Between bouts of bad weather, the last window was finally installed!

Friday, June 14, 2013

Interior Trim

Near-continuous has prevented me from finishing the last bit of siding.  That does not mean that I have been able to do nothing.  Thumbing my nose at the heavy downpour outside, I took my act inside.  After a trip to Woodell and Daughters for supplies, I was ready to go. In a flurry of cutting, ripping, and nailing, I managed to finish the trim on the doors and windows of the sales area.  These are not the best photos, but it looks pretty nice in real life.

I have also contacted the construction company and soon the chimney will be installed.


Close-up of one of the windows.

Window and door trim.

Thursday, June 6, 2013

The Last Wall

Only one more wall left and we are done with the siding.  With that thought in mind, my new neighbor, Danny, came up to help with the last of the siding.  For any of you who have been following this blog, the difficulties with finishing this last wall will be familiar.  For those not familiar with the situation, I will provide a quick recap.  The back of the brewery is 30 feet tall from ground to ridgeline. Further, retaining walls on either side of the cellar entrance make reaching some parts of the wall from a ladder impossible.  I was beginning to feel this task was simply beyond me. But Danny had an idea.

Danny's idea, to over-simplify, consisted of building a platform/scaffold to set the ladder upon.  What we did was take a 2x12 that was long enough to span the retaining walls and add a cleat at the back and outriggers for stabilization.  In the center, a beam was added for additional support.  The ladder was then placed upon this scaffold.  This allowed the ladder to reach all areas of the walls from a level footing.

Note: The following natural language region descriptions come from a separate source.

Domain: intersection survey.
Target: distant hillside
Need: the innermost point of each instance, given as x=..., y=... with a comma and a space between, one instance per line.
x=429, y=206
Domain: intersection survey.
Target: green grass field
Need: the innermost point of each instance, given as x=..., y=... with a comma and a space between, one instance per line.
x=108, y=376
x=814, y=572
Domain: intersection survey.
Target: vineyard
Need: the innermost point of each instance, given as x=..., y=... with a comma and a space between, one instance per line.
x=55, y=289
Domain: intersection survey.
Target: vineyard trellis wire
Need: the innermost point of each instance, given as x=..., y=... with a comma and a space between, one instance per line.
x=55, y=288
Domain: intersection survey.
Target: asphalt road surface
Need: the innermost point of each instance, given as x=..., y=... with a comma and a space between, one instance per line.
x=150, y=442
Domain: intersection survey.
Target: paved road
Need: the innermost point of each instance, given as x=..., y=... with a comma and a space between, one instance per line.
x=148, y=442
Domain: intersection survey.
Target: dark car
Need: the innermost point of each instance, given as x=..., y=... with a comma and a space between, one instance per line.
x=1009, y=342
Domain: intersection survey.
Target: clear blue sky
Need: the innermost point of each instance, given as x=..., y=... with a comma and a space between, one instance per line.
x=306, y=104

I admit that I was a bit scared of this whole set-up.  However, Danny is a very experienced carpenter and constructed the scaffold very well.  In the end we were able to use it all day with no mishaps.  Check out the photos to see just how much we accomplished.
Danny's scaffold/platform in place with one ladder.

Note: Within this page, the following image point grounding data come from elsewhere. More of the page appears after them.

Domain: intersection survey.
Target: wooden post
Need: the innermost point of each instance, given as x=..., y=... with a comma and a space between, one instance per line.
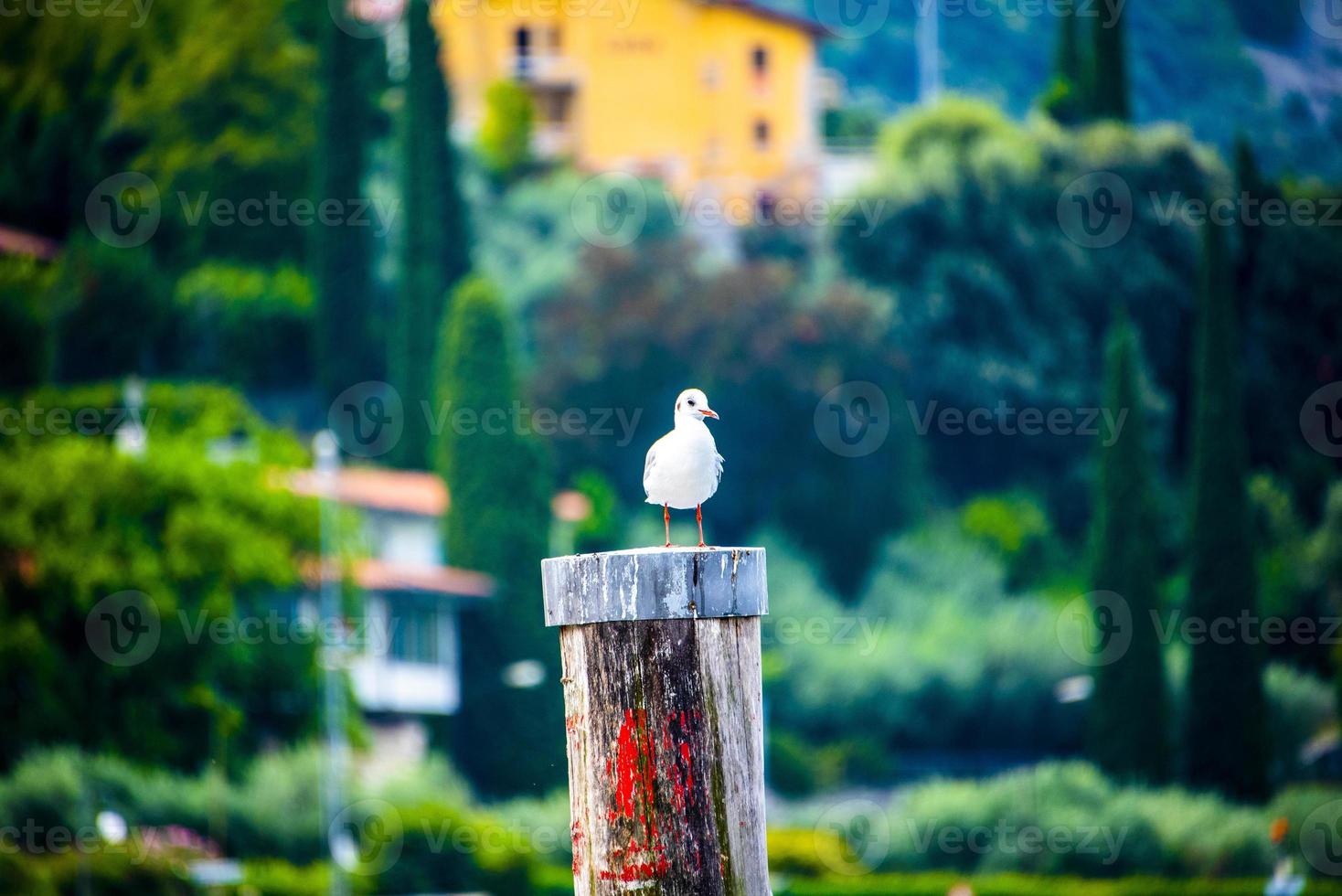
x=660, y=652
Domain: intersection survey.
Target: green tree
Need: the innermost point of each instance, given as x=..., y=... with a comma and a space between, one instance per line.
x=1224, y=737
x=1129, y=711
x=200, y=539
x=505, y=140
x=506, y=738
x=1107, y=89
x=343, y=252
x=1063, y=98
x=435, y=241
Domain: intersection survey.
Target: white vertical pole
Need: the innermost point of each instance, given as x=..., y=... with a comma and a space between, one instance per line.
x=928, y=39
x=332, y=659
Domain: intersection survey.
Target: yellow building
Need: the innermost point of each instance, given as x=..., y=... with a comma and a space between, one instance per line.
x=716, y=97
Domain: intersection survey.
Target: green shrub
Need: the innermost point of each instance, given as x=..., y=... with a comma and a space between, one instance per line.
x=25, y=326
x=246, y=325
x=505, y=138
x=1017, y=528
x=113, y=312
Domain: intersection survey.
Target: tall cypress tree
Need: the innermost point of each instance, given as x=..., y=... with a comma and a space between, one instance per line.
x=1129, y=712
x=505, y=738
x=435, y=244
x=1067, y=62
x=1106, y=91
x=343, y=250
x=1064, y=98
x=1226, y=735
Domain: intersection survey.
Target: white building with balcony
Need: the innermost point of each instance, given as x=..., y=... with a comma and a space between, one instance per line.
x=409, y=663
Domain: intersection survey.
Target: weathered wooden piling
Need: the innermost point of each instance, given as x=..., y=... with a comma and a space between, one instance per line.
x=660, y=652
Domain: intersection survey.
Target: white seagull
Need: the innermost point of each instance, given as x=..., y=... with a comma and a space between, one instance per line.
x=683, y=467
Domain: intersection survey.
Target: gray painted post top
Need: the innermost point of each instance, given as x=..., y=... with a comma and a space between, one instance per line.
x=655, y=583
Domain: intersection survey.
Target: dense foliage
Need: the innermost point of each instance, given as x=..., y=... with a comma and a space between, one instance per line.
x=435, y=244
x=1224, y=750
x=201, y=539
x=506, y=738
x=1124, y=742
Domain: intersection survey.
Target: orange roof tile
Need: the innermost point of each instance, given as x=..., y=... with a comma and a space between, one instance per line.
x=396, y=490
x=381, y=576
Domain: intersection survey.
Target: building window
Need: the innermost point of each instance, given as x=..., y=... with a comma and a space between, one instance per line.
x=415, y=637
x=760, y=62
x=762, y=134
x=522, y=52
x=711, y=75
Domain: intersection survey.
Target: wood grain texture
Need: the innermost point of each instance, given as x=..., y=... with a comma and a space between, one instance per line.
x=666, y=757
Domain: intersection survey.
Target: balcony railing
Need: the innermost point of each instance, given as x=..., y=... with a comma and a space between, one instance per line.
x=547, y=69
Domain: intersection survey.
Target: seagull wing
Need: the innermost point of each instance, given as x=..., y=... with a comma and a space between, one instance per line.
x=650, y=462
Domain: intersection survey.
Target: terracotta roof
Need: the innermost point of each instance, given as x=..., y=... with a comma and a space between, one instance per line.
x=570, y=506
x=15, y=241
x=381, y=576
x=764, y=11
x=396, y=490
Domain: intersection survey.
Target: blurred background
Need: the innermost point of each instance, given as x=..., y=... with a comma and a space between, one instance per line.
x=323, y=324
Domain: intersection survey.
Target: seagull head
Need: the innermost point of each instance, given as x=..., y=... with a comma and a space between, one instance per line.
x=693, y=404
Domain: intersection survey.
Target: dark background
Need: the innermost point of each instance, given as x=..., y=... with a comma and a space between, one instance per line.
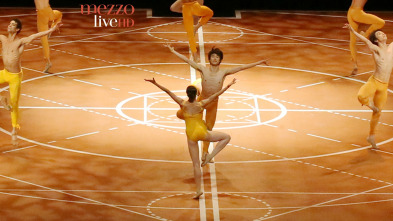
x=220, y=7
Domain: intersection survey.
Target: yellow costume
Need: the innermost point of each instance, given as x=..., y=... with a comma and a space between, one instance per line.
x=44, y=16
x=14, y=80
x=189, y=10
x=355, y=17
x=195, y=126
x=377, y=90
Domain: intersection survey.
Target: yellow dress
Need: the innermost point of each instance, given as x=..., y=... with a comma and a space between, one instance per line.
x=195, y=126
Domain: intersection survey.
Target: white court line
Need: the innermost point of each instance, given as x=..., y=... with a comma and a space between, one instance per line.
x=309, y=85
x=73, y=195
x=82, y=135
x=86, y=82
x=325, y=138
x=319, y=204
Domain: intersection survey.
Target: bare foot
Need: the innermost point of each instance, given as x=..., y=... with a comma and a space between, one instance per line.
x=15, y=138
x=196, y=27
x=371, y=140
x=354, y=72
x=48, y=65
x=207, y=160
x=197, y=195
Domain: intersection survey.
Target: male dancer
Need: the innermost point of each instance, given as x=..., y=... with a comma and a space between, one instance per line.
x=45, y=14
x=12, y=49
x=212, y=81
x=189, y=9
x=373, y=94
x=357, y=16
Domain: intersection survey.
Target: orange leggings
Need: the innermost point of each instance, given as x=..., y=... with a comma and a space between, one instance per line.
x=376, y=90
x=357, y=16
x=14, y=80
x=44, y=16
x=189, y=10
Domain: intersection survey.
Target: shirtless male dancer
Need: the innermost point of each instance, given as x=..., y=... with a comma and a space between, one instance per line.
x=373, y=93
x=45, y=14
x=357, y=16
x=190, y=9
x=12, y=49
x=212, y=81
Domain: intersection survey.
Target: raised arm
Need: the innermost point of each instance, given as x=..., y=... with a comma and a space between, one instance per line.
x=214, y=96
x=184, y=58
x=30, y=38
x=362, y=38
x=244, y=67
x=172, y=95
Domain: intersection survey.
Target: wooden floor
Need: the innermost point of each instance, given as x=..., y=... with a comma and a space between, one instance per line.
x=99, y=143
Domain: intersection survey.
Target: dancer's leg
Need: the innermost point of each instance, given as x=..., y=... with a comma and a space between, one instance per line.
x=194, y=153
x=352, y=41
x=214, y=136
x=379, y=102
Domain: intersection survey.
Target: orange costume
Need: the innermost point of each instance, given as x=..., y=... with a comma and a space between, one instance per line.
x=357, y=16
x=14, y=80
x=377, y=90
x=44, y=16
x=189, y=10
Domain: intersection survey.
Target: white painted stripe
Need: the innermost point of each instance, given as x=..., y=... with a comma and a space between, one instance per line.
x=86, y=82
x=221, y=109
x=324, y=138
x=257, y=109
x=73, y=195
x=309, y=85
x=82, y=135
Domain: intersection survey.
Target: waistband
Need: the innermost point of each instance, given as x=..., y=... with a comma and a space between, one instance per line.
x=8, y=72
x=372, y=76
x=44, y=9
x=190, y=3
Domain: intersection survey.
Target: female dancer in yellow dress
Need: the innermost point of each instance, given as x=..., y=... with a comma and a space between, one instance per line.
x=196, y=128
x=45, y=14
x=189, y=9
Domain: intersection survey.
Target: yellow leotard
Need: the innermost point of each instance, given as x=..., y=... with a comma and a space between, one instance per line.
x=188, y=10
x=44, y=16
x=195, y=126
x=14, y=80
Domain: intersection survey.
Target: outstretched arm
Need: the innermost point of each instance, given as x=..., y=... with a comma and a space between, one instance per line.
x=184, y=58
x=27, y=40
x=172, y=95
x=372, y=46
x=244, y=67
x=214, y=96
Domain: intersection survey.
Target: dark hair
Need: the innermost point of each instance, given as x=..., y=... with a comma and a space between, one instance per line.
x=216, y=51
x=18, y=24
x=191, y=93
x=373, y=38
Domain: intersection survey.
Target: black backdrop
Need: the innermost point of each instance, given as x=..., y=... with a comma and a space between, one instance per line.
x=220, y=7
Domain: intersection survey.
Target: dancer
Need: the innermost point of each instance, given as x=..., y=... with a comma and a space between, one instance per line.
x=45, y=14
x=191, y=8
x=373, y=94
x=4, y=103
x=212, y=80
x=357, y=16
x=196, y=129
x=12, y=49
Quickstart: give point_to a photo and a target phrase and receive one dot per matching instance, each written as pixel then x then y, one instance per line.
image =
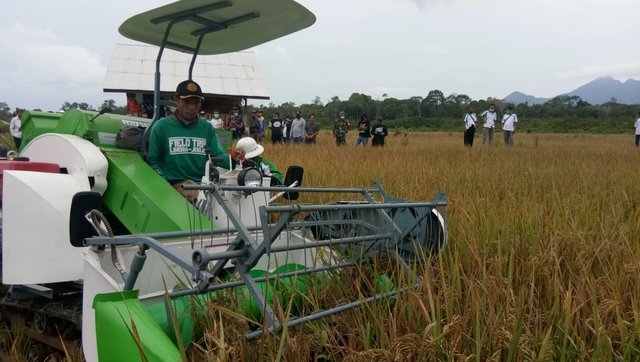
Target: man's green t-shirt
pixel 179 152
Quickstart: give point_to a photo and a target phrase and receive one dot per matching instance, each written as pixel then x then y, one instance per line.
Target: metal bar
pixel 327 312
pixel 351 240
pixel 156 81
pixel 187 13
pixel 237 283
pixel 260 299
pixel 195 55
pixel 269 234
pixel 216 26
pixel 206 187
pixel 242 240
pixel 336 207
pixel 140 240
pixel 204 258
pixel 24 291
pixel 178 46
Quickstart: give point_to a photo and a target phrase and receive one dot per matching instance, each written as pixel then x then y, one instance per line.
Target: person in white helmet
pixel 252 158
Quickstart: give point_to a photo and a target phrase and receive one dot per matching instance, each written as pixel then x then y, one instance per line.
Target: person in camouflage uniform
pixel 340 128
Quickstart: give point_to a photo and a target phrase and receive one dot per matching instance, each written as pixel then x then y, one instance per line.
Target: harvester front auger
pixel 303 239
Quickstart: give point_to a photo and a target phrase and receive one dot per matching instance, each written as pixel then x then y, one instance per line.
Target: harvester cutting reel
pixel 289 242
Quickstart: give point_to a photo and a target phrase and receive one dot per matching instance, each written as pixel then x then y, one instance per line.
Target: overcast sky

So close to being done, we can taste it

Tuesday, June 4, 2013

Making A Bit Of Lager

Today I decided to take a bit of a break from brewery building and brew a beer.  A hard decision, but we are at a part of the construction that is particularly difficult. That, coupled with the fact that I had some help lined up for Thursday, made staying inside and brewing a less guilt-bearing choice.  Besides, I did not spend the whole day inside, I took Banana for two walks.  The woods are getting very thick!

For this brew I decided to experiment.  I guess that it could be said that, like a true artist, I experiment with every brew.  This time, though, I decided to be a bit more controlled.  I duplicated the original recipe for New England Cream Lager but substituted Chinook hops for the original.  I have never used Chinook but, after doing some research, decided to give them a try.   By making the hops the only thing I changed between the two recipes, I should get a pretty good idea of what type of flavor Chinook hops provide, at least in a lager.

I had always considered Chinook hops a hop for the heavy "double IPAs".  I do not know where I acquired that prejudice, but, perhaps, it is the impetus for me using it in a lager.  Maybe it was just my recent hop research.  Either way the deed is done and the results we be reported here, Dear Reader.